Brilio.net - Floor gymnastics is one type of sport that is popular among the public. This sport can be done by all groups, from children to adults. Floor gymnastics has many benefits, including increasing muscle strength, body flexibility, and movement coordination.
For beginners who want to try floor gymnastics, there are some basic movements that need to be learned. These movements are divided into several categories, namely:

1. Kayang movement

The bridge movement is a basic movement in floor gymnastics . This movement is done by bending backwards until the body forms a bridge. The bridge movement is useful for training the flexibility of the back of the body, especially the back muscles and hamstrings.

2. Forward roll movement

The forward roll movement is another basic movement in floor gymnastics. This movement is done by rolling forward with a rounded body position. The forward roll movement is useful for training movement coordination and body balance.

3. Backward roll movement

The backward roll movement is a movement similar to the forward roll, but is done by rolling backwards.
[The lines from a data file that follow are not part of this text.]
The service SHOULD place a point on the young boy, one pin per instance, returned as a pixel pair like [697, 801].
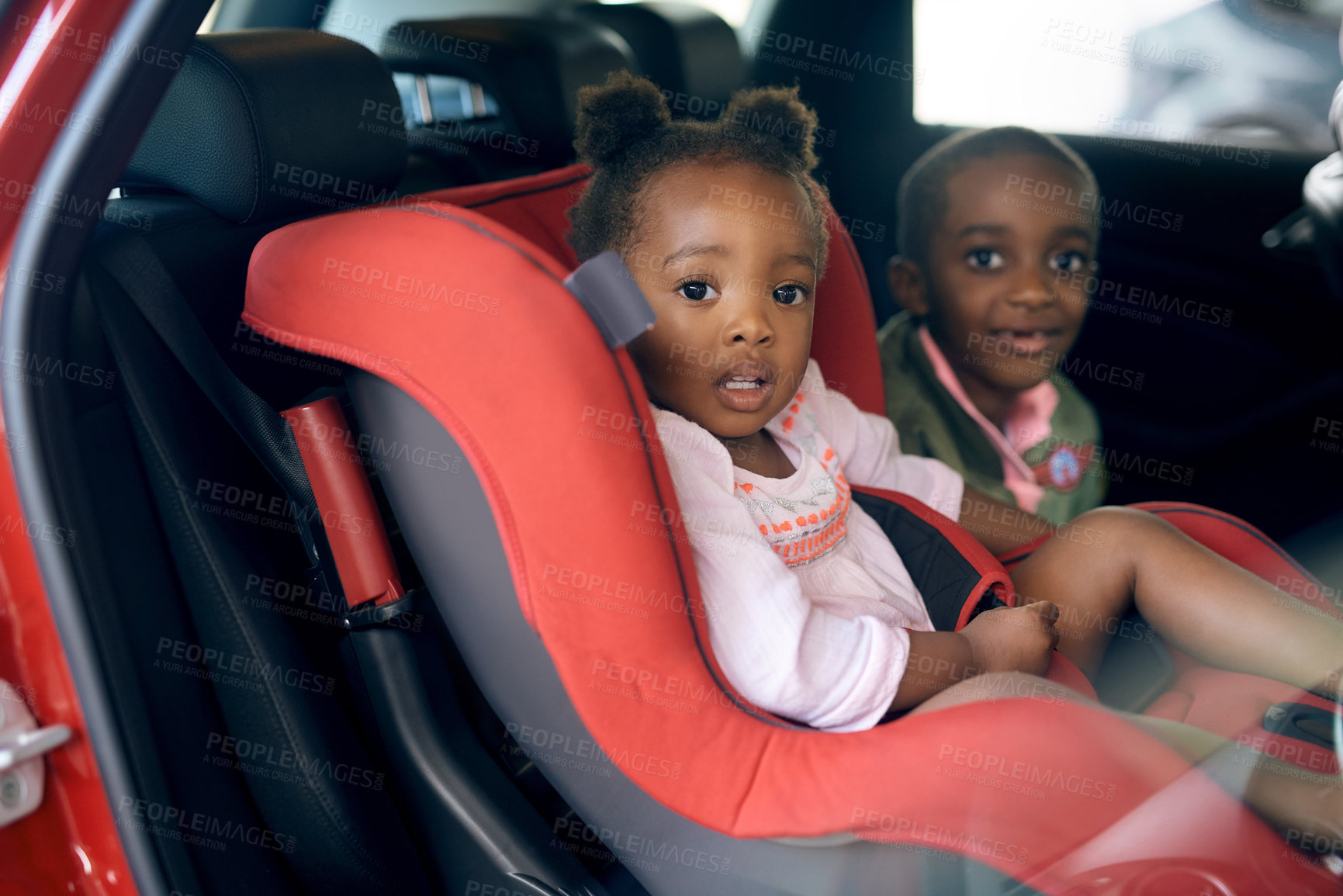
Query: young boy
[993, 226]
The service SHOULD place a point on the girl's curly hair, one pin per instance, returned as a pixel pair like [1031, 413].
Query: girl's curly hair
[625, 132]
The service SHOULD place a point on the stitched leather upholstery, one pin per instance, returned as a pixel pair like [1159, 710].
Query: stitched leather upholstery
[273, 123]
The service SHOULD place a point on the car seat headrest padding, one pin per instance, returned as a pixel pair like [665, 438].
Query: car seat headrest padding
[476, 325]
[273, 123]
[532, 67]
[843, 340]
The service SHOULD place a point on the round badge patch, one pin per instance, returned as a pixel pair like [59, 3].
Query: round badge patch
[1065, 468]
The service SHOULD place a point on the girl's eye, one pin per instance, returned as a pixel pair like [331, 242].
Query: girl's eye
[1069, 262]
[697, 290]
[985, 258]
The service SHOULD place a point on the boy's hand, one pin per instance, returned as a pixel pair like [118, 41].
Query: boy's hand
[1014, 638]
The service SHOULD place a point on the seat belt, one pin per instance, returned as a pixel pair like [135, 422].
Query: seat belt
[143, 277]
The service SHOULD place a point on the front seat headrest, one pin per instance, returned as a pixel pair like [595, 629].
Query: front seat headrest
[532, 67]
[270, 123]
[688, 51]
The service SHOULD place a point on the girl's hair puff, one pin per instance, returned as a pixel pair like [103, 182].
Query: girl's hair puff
[625, 132]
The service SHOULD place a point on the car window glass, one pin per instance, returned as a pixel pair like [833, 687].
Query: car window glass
[1182, 71]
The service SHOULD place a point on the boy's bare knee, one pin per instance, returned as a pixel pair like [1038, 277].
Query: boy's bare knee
[998, 685]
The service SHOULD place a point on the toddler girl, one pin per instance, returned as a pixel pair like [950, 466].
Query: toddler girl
[813, 614]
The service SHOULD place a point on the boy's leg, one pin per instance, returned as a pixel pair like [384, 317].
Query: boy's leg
[1201, 602]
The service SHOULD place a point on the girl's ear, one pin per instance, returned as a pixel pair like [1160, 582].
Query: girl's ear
[909, 285]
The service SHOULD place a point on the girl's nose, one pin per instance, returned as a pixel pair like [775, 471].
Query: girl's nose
[1033, 289]
[749, 323]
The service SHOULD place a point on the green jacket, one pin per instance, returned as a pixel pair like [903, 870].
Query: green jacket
[933, 424]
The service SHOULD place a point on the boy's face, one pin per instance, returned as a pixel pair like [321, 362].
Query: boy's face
[1003, 289]
[729, 261]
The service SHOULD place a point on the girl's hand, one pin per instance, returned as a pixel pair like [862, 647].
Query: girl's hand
[1014, 638]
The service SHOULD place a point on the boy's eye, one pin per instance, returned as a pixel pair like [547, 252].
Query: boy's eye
[1069, 262]
[697, 290]
[985, 258]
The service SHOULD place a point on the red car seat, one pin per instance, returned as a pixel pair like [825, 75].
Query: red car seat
[558, 559]
[845, 344]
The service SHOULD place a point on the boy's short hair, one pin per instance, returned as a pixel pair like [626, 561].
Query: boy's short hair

The backward roll movement is useful for training the flexibility of the back body and coordination of movements.

4. Headstand movement

The headstand movement is a more challenging movement compared to the previous movements. This movement is done by standing with the head down and the feet up. The headstand movement is useful for training the strength of the neck, shoulders, and arms muscles.

5. Handstand movement

The handstand movement is the most challenging movement in floor gymnastics. This movement is done by standing with the hands below and the feet above. The handstand movement is useful for training the strength of the arm, shoulder, and back muscles.

Tips for doing floor gymnastics movements safely and effectively:

Warm up before starting exercise.
Use a mat to protect your body from injury.
Make movements slowly and carefully.
Don't push yourself if you feel pain.
Drink enough water before, during, and after exercise.
By doing floor gymnastics movements regularly, you can feel the various benefits. These movements can help you improve muscle strength, body flexibility, movement coordination, and body balance.